VI: Self Interned at the Noguchi Museum

Yellow Landscape 1943 by Isamu Noguchi
Every time I visit the Noguchi Museum in Astoria I appreciate his work more and more. Upon arriving this time I saw some of the mysterious install of Gonzalo Fonseca’s upcoming exhibition. His work looked both alien and ancient. Barren landscapes with arcane symbols and colossal architectural follies all carved into one massive imposing stone like the city of Petra. The pieces I saw seemed melancholic and surreal like a De Chirico painting and set the mood for the work I was about to see which was created around the time of Noguchi’s period of self-internment at the camps in the desert of Poston, Arizona. 

There is a clear shift in the style of the work Noguchi was producing before and after he interned himself. Prior to the self internment, Noguchi seemed to be doing portraiture work for the simple reason that is was the kind of work he could easily get commissions for and make money off of. Something changed when he went to the desert. Noguchi was first forced to work with different materials than what he was used to working with but more than that, Noguchi truly experienced despair at the internment camp. Through this new life experience, Noguchi seemed to be able to tap into a new creative energy. 

He remarked on the surreal nature of his setting in Poston through a mail correspondence to fellow artist Man Ray. This surreal quality mixed with the overwhelming sense of despair that was inescapable at the camp was well displayed in the work, Yellow Landscape, made in 1943. This was a standout piece to me because I feel like it captured that combination perfectly. 

Double Red Mountain 1969 by Isamu Noguchi
Yellow Landscape is a wall mounted piece that is extremely and immediately reminiscent of a barren desert landscape seen from an aerial view. The components arranged on top of the landscape conjure the image of fishing with the use of a lead fishing lure weight and a small rod and hook-like shape all held in tension together by a string or fishing line. This composition points out the futility of Noguchi’s personal experience of trying to make the internment camps a place for growth or at the very least livable by drawing a parallel to the futility of trying to fish in the desert. 

A lot of the other work in the exhibition was made many years after Noguchi’s self-internment but still was heavily influenced by his time spent in the desert. One piece that I enjoyed quite a bit, Double Red Mountain, was made in 1969, over twenty-five years after Yellow Landscape. Double Red Mountain plainly conjures the images of the majestic and stoic mesas of the American southwest, yet at the same time, it has a human sensual quality to it.

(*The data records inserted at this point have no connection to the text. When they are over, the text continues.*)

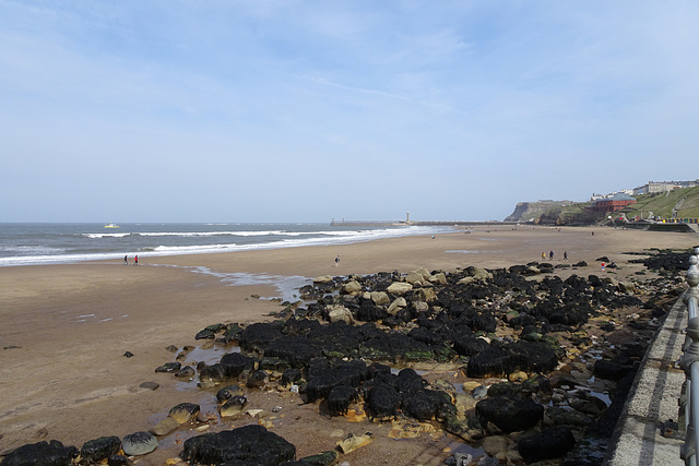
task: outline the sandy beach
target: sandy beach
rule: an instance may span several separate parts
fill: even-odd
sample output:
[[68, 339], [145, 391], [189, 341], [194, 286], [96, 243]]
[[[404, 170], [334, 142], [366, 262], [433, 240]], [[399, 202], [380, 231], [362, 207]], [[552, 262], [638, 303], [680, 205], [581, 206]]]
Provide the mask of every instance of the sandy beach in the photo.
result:
[[[154, 370], [174, 360], [167, 346], [202, 345], [194, 335], [206, 325], [272, 319], [269, 313], [279, 310], [280, 302], [268, 298], [284, 298], [285, 291], [276, 283], [310, 283], [321, 275], [406, 273], [418, 267], [507, 267], [541, 261], [542, 252], [549, 250], [555, 252], [554, 264], [564, 263], [564, 251], [567, 263], [588, 262], [588, 267], [577, 271], [556, 270], [564, 278], [571, 273], [602, 273], [595, 259], [603, 255], [618, 264], [616, 277], [624, 278], [643, 268], [628, 264], [638, 256], [624, 252], [687, 249], [698, 243], [694, 234], [507, 227], [333, 247], [141, 255], [139, 266], [105, 261], [2, 267], [0, 454], [40, 440], [56, 439], [80, 449], [102, 435], [121, 438], [149, 430], [182, 402], [213, 410], [211, 392]], [[334, 267], [337, 255], [340, 266]], [[230, 282], [232, 277], [237, 280]], [[127, 358], [126, 351], [134, 356]], [[218, 356], [224, 353], [221, 349]], [[139, 386], [147, 381], [161, 387]], [[331, 420], [319, 415], [317, 405], [299, 405], [279, 393], [259, 393], [250, 404], [266, 410], [283, 406], [273, 431], [296, 445], [297, 457], [331, 450], [339, 440], [333, 434], [336, 430], [357, 434], [370, 430], [377, 439], [345, 457], [352, 465], [439, 465], [448, 456], [446, 449], [455, 442], [443, 434], [395, 441], [387, 437], [390, 426]], [[237, 420], [217, 428], [250, 422]], [[178, 443], [193, 434], [181, 428], [139, 464], [165, 464], [181, 451]]]

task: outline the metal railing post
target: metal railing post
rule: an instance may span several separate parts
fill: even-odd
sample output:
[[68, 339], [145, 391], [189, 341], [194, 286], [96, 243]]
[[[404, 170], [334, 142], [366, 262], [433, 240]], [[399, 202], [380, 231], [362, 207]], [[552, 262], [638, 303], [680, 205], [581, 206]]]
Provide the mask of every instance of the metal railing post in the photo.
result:
[[[689, 288], [683, 296], [687, 306], [687, 339], [683, 345], [684, 354], [679, 366], [685, 371], [684, 393], [680, 398], [680, 411], [685, 413], [686, 439], [680, 450], [680, 457], [686, 465], [697, 466], [697, 447], [699, 446], [699, 247], [695, 255], [689, 258], [687, 284]], [[694, 383], [692, 383], [694, 382]], [[683, 406], [684, 405], [684, 406]]]

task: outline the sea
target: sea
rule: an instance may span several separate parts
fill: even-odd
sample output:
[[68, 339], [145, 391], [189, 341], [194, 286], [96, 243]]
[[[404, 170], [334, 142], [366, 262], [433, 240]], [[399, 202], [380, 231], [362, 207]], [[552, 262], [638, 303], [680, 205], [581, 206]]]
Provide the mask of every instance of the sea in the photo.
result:
[[0, 223], [0, 266], [300, 248], [449, 231], [446, 226]]

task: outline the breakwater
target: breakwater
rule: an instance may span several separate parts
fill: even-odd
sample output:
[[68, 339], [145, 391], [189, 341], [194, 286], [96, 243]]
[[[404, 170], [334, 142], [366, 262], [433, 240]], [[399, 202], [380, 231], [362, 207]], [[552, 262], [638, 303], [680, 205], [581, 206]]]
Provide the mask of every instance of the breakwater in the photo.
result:
[[379, 226], [406, 226], [406, 227], [431, 227], [431, 226], [454, 226], [454, 227], [477, 227], [477, 226], [512, 226], [517, 222], [499, 220], [335, 220], [330, 222], [332, 227], [379, 227]]

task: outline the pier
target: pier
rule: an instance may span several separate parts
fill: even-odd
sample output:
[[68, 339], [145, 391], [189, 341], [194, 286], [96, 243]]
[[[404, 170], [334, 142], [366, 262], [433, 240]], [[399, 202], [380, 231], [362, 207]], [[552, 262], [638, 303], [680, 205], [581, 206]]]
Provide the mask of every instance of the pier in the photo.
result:
[[699, 386], [691, 382], [699, 385], [698, 262], [695, 248], [689, 287], [641, 362], [609, 445], [609, 466], [697, 465]]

There seems to be multiple identities apparent in this work much like in Noguchi’s personal life. The work displays two nearly equivalent volumes held in visual tension as just they barely interact with each near their bases in the valley that they create. The finish of the piece entices the user to touch the smooth travertine from Persia posing as perhaps an American natural monument or perhaps a pair of breasts. For either, the work seems to be a rose tinted look back on his experience in the desert, which was quite formative and perhaps the beginning of his interest in landscape as a subject matter and medium alike.